Fiz a lista das minhas necessidades quase decalcada da anterior com duas ou três excepções; juntei-lhe também uma escova de dentes. Pedi que as coisas me fossem deixadas à porta com o código de pagamento da web que entretanto eu perdera. Eu não queria confrontos desnecessários.






Treze.



O artigo estava entregue




    Dia 19. O artigo estava entregue. Apesar de tudo, o artigo estava entregue. Algures a meio dessa terceira semana. Eu estava a ligar o modem para fazer qualquer coisa quando reparei numa folha a uns dois metros do fax, debaixo da minha chaise-longue. Dizia apenas: ÓPTIMO, FANTÁSTICO, A SEGUNDA. Era por isto que eu gozava de toda a liberdade do mundo. Todos os meses me saía um óptimo, fantástico, até segunda. devia estar ali desde o dia anterior. Era de Gustav, um publicitário espanhol que trabalhava no departamento de marketing e que na minha opinião percebia mais de literatura do que todo o conselho editorial da revista, consultores e demais “oculinhos” com aspecto de cerzideiras, sem ofensa para as cerzideiras. Pesava nisto a paixão ainda pura que ele tinha pelos livros. A mesma paixão que o levava a surripiar e ler os meus artigos antes dos ditos censores. Um tipo à maneira. Com umas camisas um bocado maricas, mas à maneira.

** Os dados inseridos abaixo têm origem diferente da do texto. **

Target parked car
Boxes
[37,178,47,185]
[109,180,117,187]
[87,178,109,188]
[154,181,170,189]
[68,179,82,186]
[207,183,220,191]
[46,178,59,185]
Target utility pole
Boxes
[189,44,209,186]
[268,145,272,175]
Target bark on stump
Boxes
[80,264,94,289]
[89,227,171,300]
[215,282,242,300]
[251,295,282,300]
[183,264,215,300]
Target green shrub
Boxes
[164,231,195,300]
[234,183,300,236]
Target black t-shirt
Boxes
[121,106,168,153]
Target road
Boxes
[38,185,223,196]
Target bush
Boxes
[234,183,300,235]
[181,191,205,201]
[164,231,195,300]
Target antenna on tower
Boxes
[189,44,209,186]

Passei o resto da semana a ver televisão, o que pode parecer-vos uma forma improcedente de lutar pela minha integridade intelectual, ou qualquer outro tipo de integridade. De facto, não é.  E posso argumentar como os antigos romancistas, vejam: da mesma forma que o médico receita o repouso para o corpo cansado e não a actividade física, também o alheamento de uma fonte de preocupações constituirá melhor medicina do que a cisma, e por fora. Garanto-vos, a única coisa que me passava pela cabeça era ficar ali, em frente da televisão, a zappear o cérebro.

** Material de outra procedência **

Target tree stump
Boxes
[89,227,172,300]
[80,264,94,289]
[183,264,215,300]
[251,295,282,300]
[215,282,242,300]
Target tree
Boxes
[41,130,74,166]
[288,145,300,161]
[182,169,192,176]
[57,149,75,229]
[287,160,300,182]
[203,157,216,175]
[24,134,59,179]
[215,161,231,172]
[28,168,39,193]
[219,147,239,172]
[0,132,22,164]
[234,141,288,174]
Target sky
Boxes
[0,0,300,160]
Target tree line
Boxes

Quando não estava a ver televisão, estava a dormir, a comer, no quarto de banho em frente ao espelho, vigiando-me, ou a viajar na net, alturas em que aproveitava para procurar casos semelhantes ao meu; esta última actividade dava-me grande prazer; é que, tendo-me ligado poucos meses, fiz grandes amigos. Havia a Kate, de Little Rock, Arkansas, 1 metro e 70, 58 quilos, medida 36, loura e olhos azuis; eu continuo a desconfiar que é um homem de barba rija. Em Paris, estava o Eric, advogado, 35 anos. Costuma deliciar-nos com detalhes perversos que usa nas defesas. No início não nos era muito simpático, no entanto, um dia em que chegou de férias, não me recordo onde, contou-nos uma história por que passou e deixou-nos a todos, tal a emoção que nos causou, convictos de que tinha coração, apesar de tudo. Talvez mesmo igual ao nosso, com dois ventrículos e duas aurículas.